Is this kind of new “precedent” the kind worth adhering to? Professor DeGirolami argues that stare decisis is important because of the values of legal endurance:
Stare decisis fosters the law’s endurance, and consequently its durability, because it supports legal continuity as a common, human project over a particular judge’s unconstrained sense, in a single time and place, of the correct outcome. The law as the “artificial perfection of reason” is a common project achieved by generations of judges and lawyers over the span of centuries. . . .
Where the Court confronts precedents of great age, endurance, continuity, and connection to similarly ancient and longstanding common, popular practices, the virtues of legal stability fostered by stare decisis are especially potent or antiquity as such.
Here I would make a second refinement, however, or at least a change in emphasis. What makes the artificial reason of the law worth following is that it is more likely than an individual judge’s perception to reflect the correct answer, whether to the textual question, to the question of the correct custom, or of the correct policy. And if that is why we care about the artificial reason of the law and about antiquity and endurance, then it is not at all clear why any demonstrably erroneous, nonoriginalist precedents should be adhered to even if they’re decades old.

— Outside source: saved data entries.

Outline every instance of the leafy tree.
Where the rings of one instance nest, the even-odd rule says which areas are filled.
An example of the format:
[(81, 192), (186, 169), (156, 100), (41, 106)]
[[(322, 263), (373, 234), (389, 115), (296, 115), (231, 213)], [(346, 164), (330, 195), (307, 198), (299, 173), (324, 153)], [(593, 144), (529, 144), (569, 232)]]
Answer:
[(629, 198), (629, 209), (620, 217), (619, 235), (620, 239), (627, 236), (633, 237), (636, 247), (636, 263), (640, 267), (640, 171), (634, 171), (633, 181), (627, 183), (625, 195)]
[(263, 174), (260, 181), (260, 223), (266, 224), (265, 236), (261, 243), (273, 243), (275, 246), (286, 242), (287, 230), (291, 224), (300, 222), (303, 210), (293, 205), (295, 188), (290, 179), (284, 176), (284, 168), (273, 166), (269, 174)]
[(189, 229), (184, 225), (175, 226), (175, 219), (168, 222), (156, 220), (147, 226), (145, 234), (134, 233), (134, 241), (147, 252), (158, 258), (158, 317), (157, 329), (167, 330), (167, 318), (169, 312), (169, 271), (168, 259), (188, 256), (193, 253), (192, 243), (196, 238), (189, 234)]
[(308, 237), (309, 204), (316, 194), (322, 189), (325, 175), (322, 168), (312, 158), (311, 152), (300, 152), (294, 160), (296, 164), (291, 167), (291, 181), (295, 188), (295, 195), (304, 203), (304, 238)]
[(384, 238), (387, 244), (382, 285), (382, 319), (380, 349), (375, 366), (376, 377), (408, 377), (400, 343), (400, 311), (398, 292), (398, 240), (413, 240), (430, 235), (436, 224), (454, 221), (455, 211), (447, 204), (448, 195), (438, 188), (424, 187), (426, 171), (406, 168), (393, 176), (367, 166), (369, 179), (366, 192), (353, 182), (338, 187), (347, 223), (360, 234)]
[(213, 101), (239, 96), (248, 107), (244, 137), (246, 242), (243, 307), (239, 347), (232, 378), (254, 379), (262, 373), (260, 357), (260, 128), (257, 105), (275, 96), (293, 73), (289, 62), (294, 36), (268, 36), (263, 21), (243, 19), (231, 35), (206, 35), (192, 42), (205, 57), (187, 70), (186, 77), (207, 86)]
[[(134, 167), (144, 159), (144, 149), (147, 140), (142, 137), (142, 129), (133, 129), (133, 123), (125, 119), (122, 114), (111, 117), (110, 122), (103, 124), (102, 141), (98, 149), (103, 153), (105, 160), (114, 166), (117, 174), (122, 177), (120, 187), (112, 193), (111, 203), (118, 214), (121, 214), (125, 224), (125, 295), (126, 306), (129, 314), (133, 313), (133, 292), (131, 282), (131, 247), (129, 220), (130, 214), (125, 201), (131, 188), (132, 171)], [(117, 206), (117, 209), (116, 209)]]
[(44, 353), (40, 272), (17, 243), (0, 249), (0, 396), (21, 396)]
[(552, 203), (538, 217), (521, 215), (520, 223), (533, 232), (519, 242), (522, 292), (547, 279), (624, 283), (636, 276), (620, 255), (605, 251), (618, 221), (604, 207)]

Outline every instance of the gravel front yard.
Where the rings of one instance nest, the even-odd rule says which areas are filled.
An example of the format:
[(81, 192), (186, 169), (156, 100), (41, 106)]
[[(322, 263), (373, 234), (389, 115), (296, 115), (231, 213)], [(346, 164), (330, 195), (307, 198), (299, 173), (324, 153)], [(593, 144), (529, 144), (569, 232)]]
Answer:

That is especially true when we consider that Professor DeGirolami’s conception of stare decisis is inconsistent with judicial supremacy, which I offer as my third point of elaboration. To get the kinds of longstanding and antiquated precedents that reflect the true “artificial reason” of the law requires more than a single Supreme Court decision. Yet more and more it is these single decisions that are at stake in the debates over precedent. It is what makes Chief Justice Roberts’ concurrence in June Medical so insidious. It is what makes the Supreme Court’s refusal, in City of Boerne v. Flores, to reconsider its earlier 5–4 decision in Employment Division v. Smith equally destructive. A nearly unanimous Congress and President signed a law inconsistent with Smith and effectively asked the Supreme Court to reconsider its prior decision, but the Supreme Court refused to do so. Its earlier decision was the law of the land, and that was that. If the view of the Chief Justice in June Medical, or the Court in City of Boerne, is correct, then that means Abraham Lincoln was wrong to insist that Dred Scott v. Sandford had not settled for the country as a political rule the question whether free blacks were citizens of the United States.
To summarize, any theory of precedent must recognize, as does Professor DeGirolami’s, that stare decisis is valuable “because it supports legal continuity as a common, human project over a particular judge’s unconstrained sense, in a single time and place, of the correct outcome.” But this requires a chain of decisions over time, and not a single Supreme Court decision; recognition that ultimately these decisions over time matter only because the numerous individuals at different times and places that have agreed are more likely to have agreed on the correct answer; and that the correct answer must be within the range of possible original meanings. Only by understanding these points can we see how it was possible for the Founders themselves to think that judges would be both originalist and bound by precedent.